Kurz nach seinem gewaltsamen Tod wurde Horst Wessel von den Nationalsozialisten zum "Blutzeugen der Bewegung" erklärt und das von ihm gedichtete "Horst-Wessel-Lied" zur offiziellen Parteihymne erhoben. Der Historiker Daniel Siemens erzählt nun die ganze Geschichte des Todes und der Verklärung Horst Wessels, die nicht mit dem Untergang des "Dritten Reichs" endete, sondern bis in die zweite Hälfte des 20. Jahrhunderts hineinreicht.

Am Abend des 14. Januar 1930 wurde in Berlin aus nächster Nähe auf den jungen SA-Mann Horst Wessel geschossen, der wenige Wochen später starb. Joseph Goebbels, auf Wessel bereits 1927 aufmerksam geworden, erkannte als Erster das propagandistische Potenzial des Falles: "Ein neuer Märtyrer für das Dritte Reich", notierte er am 23. Februar in sein Tagebuch. Damit hatte die Mythisierung und politische Instrumentalisierung dieses im Grunde gewöhnlichen Kriminalfalles begonnen. Horst Wessel wurde von den Nationalsozialisten zum 'Blutzeugen der Bewegung' erklärt und das von ihm gedichtete 'Horst-Wessel-Lied' zur offiziellen Parteihymne erhoben. Seine Attentäter wurden im September 1930 zu langjährigen Haftstrafen verurteilt.

Dies war den Nationalsozialisten jedoch zu milde. Von 1933 an nahmen sie blutige Rache, liquidierten den Haupttäter und verurteilten mit Sally Epstein und Hans Ziegler zwei Randpersonen, die eventuell an dem Überfall auf Wessel gar nicht beteiligt waren, wegen Mordes zum Tode. Peter Stoll, ein dritter Angeklagter, erhielt siebeneinhalb Jahre Zuchthaus. Die Todesurteile wurden am 10. April 1935 in Berlin-Plötzensee vollstreckt.

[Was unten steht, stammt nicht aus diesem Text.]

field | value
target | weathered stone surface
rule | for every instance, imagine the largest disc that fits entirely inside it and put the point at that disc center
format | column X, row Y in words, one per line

Erst nachdem am 28. Mai 2008 der Bundestag das 'Gesetz zur Aufhebung nationalsozialistischer Unrechtsurteile in der Strafrechtspflege und von Sterilisationsentscheidungen der ehemaligen Erbgesundheitsgerichte' beschlossen hatte, hob die Berliner Staatsanwaltschaft am 9. Februar 2009 die Verurteilung von Hans Ziegler, Sally Epstein und Peter Stoll wegen Mordes an Horst Wessel auf - also 74 Jahre nach den Hinrichtungen.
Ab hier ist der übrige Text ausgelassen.